IMPORTANT: When importing the dataset in R, DO NOT uncheck the option: import strings as factors. This is needed for the cross_validate function to operate correctly. Import the dataset as is.
EDIT: There used to be an error while running the cross-validation function that said new levels encountered in test. Reinstall the cross-validation function (if it was previously installed). Make sure the dataset is imported again with strings as factors is true. Restart R-studio, and it should work. If it does not, remove the cross validation function by using
remove.packages("CrossValidation")
Restart R-studio, install the package again, and it should work.
devtools::install_github("devanshagr/CrossValidation")
You can also see the documentation of this function inside R-studio by:
?cross_validation
Overfitting takes place when you have a high accuracy on training dataset, but a low accuracy on the test dataset. But how do you know whether you are overfitting or not? Especially since you cannot determine accuracy on the test dataset? That is where cross-validation comes into play.
Because we cannot determine accuracy on test dataset, we partition our training dataset into train and validation (testing). We train our model (rpart or lm) on train partition and test on the validation partition. The partition is defined by split ratio. If split ratio =0.7, 70% of the training dataset will be used for the actual training of your model (rpart or lm), and 30 % will be used for validation (or testing). The accuracy of this validation data is called cross-validation accuracy.
To know if you are overfitting or not, compare the training accuracy with the cross-validation accuracy.
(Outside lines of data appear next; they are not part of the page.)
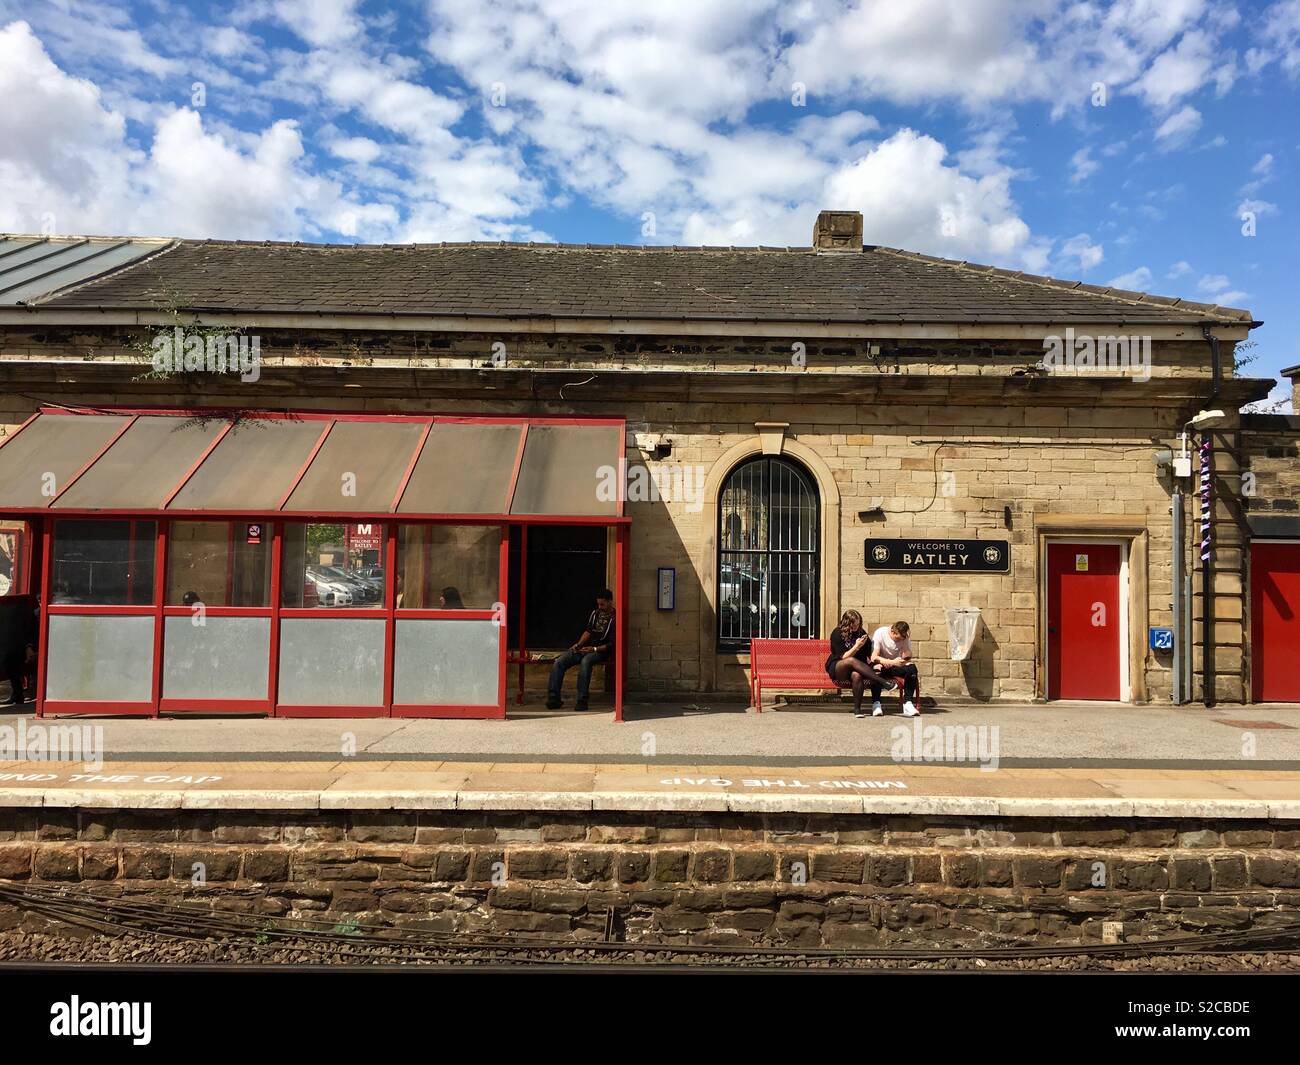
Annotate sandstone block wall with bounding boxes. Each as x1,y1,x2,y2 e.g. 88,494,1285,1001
2,808,1299,947
1,326,1285,704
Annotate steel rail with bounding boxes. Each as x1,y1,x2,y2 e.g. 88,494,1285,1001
5,882,1300,964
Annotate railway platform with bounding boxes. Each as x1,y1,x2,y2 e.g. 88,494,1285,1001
3,701,1299,951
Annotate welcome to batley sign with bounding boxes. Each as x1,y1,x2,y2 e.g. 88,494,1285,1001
864,538,1011,573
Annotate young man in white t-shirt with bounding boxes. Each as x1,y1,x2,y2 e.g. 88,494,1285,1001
869,620,920,717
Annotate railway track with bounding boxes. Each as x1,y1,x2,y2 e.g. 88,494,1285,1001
3,882,1300,970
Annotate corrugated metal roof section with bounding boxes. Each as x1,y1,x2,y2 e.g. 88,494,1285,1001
0,236,173,306
0,412,627,519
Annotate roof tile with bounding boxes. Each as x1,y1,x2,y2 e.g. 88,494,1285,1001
6,235,1255,326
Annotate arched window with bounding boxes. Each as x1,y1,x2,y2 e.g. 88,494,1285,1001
717,455,820,650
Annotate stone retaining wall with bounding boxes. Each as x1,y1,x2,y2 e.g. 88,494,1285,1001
3,808,1300,946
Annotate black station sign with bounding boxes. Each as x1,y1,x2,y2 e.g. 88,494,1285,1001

If your training accuracy is high, and cross-validation accuracy is low, that means you are overfitting.
Cross-validation for Rpart
Install the cross-validation using the following commands:
install.packages("devtools")
devtools::install_github("devanshagr/CrossValidation")
How the function works - The function takes the following arguments:
1) Data Frame
2) Decision Tree or rpart object
3) Number of iterations
4) Split Ratio
To call the function, first create a decision tree.
tree <- rpart(GRADE~SCORE+PARTICIPATION, data=M2018_train, control = rpart.split(minsplit=30))
And call the function:
CrossValidation::cross_validate(M2017_train, tree, 2, 0.8)
The way the function works is that it randomly partitions your data into training and validation. It constructs the following two decision trees on training partition:
1. The tree that you pass to the function
2. The tree constructed on the set of all attributes
It then determines the accuracy of the two trees on validation partition and returns you the accuracy values for both the trees. The first column corresponds to the cross-validation accuracy on the tree that you pass; the second is the accuracy on the tree with all attributes.
The values in the first column(accuracy_subset) returned by cross-validation function are more important when it comes to detecting overfitting. If these values are much lower than the training accuracy you get, that means you are overfitting.
We would also want the values in accuracy_subset to be close to each other (in other words, have low variance). If the values are quite different from each other, that means your model (or tree) has a high variance which is not desired.
The second column(accuracy_all) tells you what happens if you construct a tree based on all attributes. If these values are larger than accuracy_subset, that means you are probably leaving out attributes from your tree that are relevant.
Each iteration of cross-validation creates a different random partition of train and validation, and so you have possibly different accuracy values for every iteration.
Example of cross-validation output:
tree<-rpart(GRADE~SCORE+PARTICIPATION, data=M2017_train) predictedGrade<-predict(tree, newdata=M2017_train, type="class")
training_accuracy<-mean(predictedGrade==M2017_train$GRADE)
training_accuracy
[1] 0.942789
CrossValidation::cross_validate(M2017_train, tree, 5, 0.7)
accuracy_subset accuracy_all
1 0.9087302 0.9087302
2 0.9087302 0.9087302
3 0.9246032 0.9246032
4 0.8849206 0.8849206
5 0.9126984 0.9126984
You can see that the cross-validation accuracies for the tree that was passed (accuracy_subset) are fairly high and close to our training accuracy of 94.2%. This means we are not overfitting. Also observe that accuracy_subset and accuracy_all have the same values, which means that the only relevant attributes are score and participation, and adding more attributes doesn't make any difference to the tree. Finally, the values in accuracy_subset are reasonably close to each other, which mean low variance.